Sound and light are both waves.
A green pixel is fundamentally the same as a 1000 Hz sine wave.
But video isn't light creation.
Video is just color. Full spectrum light is provided by a bulb; or a "white" LCD/LED, or the sun, or not at all.
You are welcome to tell me why I can't have a digital light bulb... but that's not the video portion.
I can describe (which is to say "record") a color in a useful way in zero time.
I'll do so now: FFFFFF.
Can you do that for audio? Is a single "pixel" of a CD of any use at all? No. It's only useful relative to others over the time domain.
Even if I accepted that your premise interacted with my point: the transition from green to black in one frame could be described as "on for 1/60-sec, then off" of a green lightsource.

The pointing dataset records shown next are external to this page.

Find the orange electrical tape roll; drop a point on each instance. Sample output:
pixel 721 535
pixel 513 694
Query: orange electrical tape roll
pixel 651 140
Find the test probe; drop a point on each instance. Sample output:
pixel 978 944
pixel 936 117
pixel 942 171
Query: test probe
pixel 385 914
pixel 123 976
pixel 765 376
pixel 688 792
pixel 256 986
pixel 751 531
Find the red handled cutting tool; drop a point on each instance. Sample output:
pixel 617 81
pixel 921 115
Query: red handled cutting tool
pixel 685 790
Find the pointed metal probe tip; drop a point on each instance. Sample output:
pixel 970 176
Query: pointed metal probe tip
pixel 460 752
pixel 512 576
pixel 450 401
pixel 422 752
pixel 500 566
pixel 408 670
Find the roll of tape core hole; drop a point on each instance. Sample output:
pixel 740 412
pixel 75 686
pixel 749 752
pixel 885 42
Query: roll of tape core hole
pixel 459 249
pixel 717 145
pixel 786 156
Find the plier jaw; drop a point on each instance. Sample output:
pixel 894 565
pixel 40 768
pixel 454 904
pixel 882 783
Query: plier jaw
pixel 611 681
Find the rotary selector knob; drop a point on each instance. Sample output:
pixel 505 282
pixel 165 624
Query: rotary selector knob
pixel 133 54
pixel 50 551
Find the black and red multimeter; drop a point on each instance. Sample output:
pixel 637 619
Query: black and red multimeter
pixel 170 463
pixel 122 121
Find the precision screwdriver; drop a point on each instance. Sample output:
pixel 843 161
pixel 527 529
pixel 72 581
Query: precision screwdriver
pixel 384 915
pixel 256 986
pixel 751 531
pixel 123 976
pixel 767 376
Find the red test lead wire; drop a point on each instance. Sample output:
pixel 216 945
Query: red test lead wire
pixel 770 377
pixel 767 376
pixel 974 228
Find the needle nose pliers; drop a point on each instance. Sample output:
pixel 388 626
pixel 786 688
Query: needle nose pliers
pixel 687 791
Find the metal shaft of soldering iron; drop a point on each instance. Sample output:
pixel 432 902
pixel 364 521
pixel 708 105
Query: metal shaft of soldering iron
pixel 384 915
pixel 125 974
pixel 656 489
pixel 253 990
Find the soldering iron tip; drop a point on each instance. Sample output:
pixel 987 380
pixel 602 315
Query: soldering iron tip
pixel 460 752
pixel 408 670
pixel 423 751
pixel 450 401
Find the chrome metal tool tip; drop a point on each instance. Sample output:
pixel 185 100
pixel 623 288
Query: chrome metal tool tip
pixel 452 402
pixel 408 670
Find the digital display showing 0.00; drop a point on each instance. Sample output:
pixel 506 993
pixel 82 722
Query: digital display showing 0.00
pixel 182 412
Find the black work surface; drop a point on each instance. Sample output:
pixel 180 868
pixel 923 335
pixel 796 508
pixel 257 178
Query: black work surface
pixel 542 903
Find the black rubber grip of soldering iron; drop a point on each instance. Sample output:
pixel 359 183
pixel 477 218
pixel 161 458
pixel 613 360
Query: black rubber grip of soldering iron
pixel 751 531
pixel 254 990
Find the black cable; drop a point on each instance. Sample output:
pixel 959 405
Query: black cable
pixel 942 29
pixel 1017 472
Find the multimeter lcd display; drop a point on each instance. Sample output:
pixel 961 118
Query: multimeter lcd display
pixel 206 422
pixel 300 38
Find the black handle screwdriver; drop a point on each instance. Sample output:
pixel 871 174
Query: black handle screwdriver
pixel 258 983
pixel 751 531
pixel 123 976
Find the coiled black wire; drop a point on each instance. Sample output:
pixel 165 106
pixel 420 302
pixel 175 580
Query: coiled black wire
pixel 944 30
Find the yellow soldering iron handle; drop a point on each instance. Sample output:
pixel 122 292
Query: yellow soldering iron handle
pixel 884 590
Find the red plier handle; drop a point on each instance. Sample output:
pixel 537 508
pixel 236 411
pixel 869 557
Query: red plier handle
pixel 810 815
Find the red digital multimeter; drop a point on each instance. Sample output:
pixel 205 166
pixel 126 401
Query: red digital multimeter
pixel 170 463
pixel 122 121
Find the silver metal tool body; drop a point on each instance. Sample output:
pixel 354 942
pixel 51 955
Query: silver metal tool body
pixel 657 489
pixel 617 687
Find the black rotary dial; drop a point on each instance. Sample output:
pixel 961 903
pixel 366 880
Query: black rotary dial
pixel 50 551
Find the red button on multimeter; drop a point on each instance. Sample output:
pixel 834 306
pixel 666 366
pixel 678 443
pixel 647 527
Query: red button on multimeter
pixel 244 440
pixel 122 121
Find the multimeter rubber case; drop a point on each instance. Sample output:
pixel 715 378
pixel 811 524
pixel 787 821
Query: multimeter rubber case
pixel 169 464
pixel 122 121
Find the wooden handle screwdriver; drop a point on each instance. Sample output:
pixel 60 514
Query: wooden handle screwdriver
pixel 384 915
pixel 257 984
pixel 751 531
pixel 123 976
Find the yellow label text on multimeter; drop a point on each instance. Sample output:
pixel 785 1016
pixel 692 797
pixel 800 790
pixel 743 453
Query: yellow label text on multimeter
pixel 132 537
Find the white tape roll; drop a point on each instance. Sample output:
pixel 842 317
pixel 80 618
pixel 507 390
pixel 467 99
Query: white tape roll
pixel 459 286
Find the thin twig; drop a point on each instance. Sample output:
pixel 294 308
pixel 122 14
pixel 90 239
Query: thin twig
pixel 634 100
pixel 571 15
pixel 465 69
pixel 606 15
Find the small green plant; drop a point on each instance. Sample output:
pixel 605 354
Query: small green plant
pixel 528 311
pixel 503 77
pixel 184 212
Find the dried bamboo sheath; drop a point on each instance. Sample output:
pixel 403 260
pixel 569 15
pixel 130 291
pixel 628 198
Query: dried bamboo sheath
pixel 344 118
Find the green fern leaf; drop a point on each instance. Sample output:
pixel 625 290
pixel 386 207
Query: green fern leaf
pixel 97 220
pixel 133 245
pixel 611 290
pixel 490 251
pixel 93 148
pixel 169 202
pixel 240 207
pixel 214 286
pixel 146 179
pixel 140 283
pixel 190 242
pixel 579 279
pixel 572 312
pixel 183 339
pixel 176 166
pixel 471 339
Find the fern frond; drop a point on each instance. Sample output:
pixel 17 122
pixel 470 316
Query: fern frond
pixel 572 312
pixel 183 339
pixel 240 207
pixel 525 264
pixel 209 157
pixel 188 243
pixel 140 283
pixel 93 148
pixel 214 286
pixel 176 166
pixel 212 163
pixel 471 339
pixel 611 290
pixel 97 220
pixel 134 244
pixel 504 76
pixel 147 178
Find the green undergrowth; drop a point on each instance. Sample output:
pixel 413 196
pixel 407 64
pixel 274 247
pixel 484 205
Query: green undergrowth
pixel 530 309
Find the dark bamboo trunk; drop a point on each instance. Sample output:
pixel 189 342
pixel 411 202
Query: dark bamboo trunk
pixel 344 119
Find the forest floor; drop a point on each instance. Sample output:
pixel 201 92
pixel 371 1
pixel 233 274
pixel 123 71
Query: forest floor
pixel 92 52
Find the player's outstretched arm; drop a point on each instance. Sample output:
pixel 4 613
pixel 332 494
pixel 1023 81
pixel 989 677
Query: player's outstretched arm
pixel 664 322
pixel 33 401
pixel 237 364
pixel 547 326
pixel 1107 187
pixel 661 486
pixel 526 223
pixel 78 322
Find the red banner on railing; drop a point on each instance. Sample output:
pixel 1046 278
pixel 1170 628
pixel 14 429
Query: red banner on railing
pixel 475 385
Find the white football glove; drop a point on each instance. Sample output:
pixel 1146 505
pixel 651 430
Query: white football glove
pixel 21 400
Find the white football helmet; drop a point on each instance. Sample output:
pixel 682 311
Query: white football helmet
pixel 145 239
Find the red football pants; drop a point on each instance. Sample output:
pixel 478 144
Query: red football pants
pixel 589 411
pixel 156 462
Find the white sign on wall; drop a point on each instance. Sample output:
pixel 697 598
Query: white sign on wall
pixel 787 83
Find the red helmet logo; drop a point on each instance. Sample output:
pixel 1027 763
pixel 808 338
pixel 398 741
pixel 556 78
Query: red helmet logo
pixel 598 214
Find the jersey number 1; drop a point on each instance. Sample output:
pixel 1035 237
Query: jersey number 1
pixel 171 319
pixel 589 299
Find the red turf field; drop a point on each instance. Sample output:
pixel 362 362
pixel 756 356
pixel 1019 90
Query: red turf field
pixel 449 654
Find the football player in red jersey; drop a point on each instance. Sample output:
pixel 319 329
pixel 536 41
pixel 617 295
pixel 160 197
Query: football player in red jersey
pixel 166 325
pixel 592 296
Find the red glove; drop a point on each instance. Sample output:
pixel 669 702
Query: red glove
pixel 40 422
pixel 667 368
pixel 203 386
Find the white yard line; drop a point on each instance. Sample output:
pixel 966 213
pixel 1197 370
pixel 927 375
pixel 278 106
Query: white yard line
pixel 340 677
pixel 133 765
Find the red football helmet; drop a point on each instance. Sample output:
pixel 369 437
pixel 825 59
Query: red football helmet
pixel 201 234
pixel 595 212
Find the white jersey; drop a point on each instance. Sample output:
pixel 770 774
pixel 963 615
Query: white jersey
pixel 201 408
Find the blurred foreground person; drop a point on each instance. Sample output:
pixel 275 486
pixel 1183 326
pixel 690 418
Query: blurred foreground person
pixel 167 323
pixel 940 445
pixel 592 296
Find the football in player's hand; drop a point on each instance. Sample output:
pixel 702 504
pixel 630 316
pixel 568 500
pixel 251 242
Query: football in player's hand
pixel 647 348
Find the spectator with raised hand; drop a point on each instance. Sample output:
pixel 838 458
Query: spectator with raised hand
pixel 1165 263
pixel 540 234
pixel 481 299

Of course: we digitize that value in shades: so it's "255 for 1/60-second, then 0"
Add the two other colors "255,0,0 for 1/60-second then 0,0,0"
Repeat for every pixel (I wont do here).
There's digital right there. (at 1 nanosecond I will be 255,0,0)
I'm a loudspeaker. Give me hypothetical digital audio data for exactly 1 unit of time. Tell me where I will want to be for ever Nth value of time into which that 1 unit can be subdivided.
You can't. We don't deal with audio in discrete pieces like we do with video.